Dart Documentationpetitparser

petitparser library

This package contains the core library of PetitParser, a dynamic parser combinator framework.

Writing a Simple Grammar

Writing grammars with PetitParser is simple as writing Dart code. For example, to write a grammar that can parse identifiers that start with a letter followed by zero or more letter or digits is defined as follows:

Parser id = letter().seq(letter().or(digit()).star());

If you look at the object id in the debugger, you'll notice that the code above buils a tree of parser objects:

  • Sequence: This parser accepts a sequence of parsers.
    • Predicate: This parser accepts a single letter.
    • Repeater: This parser accepts zero or more times another parser.
      • Choice: This parser accepts a single word character.
        • Predicate: This parser accepts a single letter.
        • Predicate: This parser accepts a single digit.

Parsing Some Input

To actually parse a String (or List) we can use the method Parser.parse:

Result id1 = id.parse('yeah');
Result id2 = id.parse('f12');

The method Parser.parse returns a parse Result, which is either an instance of Success or Failure. In both examples above we are successful and can retrieve the parse result using Success.value:

print(id1.value);                   // ['y', ['e', 'a', 'h']]
print(id2.value);                   // ['f', ['1', '2']]

While it seems odd to get these nested arrays with characters as a return value, this is the default decomposition of the input into a parse tree. We'll see in a while how that can be customized.

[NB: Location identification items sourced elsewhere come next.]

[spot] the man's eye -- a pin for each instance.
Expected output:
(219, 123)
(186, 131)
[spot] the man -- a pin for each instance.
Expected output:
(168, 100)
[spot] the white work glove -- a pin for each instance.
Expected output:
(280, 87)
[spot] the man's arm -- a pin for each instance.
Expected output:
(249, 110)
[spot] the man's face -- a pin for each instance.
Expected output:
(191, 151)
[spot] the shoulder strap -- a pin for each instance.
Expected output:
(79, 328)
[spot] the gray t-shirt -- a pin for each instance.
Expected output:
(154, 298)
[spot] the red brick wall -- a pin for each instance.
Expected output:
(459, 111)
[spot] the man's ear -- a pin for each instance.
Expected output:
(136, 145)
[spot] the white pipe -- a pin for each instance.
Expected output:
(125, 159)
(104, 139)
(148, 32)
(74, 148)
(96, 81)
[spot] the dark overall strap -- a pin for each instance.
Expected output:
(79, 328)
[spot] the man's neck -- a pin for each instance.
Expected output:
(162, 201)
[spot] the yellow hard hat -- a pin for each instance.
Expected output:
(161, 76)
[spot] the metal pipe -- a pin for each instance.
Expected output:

If we try to parse something invalid we get an instance of Failure as an answer and we can retrieve a descriptive error message using Failure.message:

Result id3 = id.parse('123');
print(id3.message);                 // 'letter expected'
print(id3.position);                // 0

Trying to retrieve the parse result by calling Failure.value would throw the exception UnsupportedError. Context.isSuccess and Context.isFailure can be used to decide if the parse was successful.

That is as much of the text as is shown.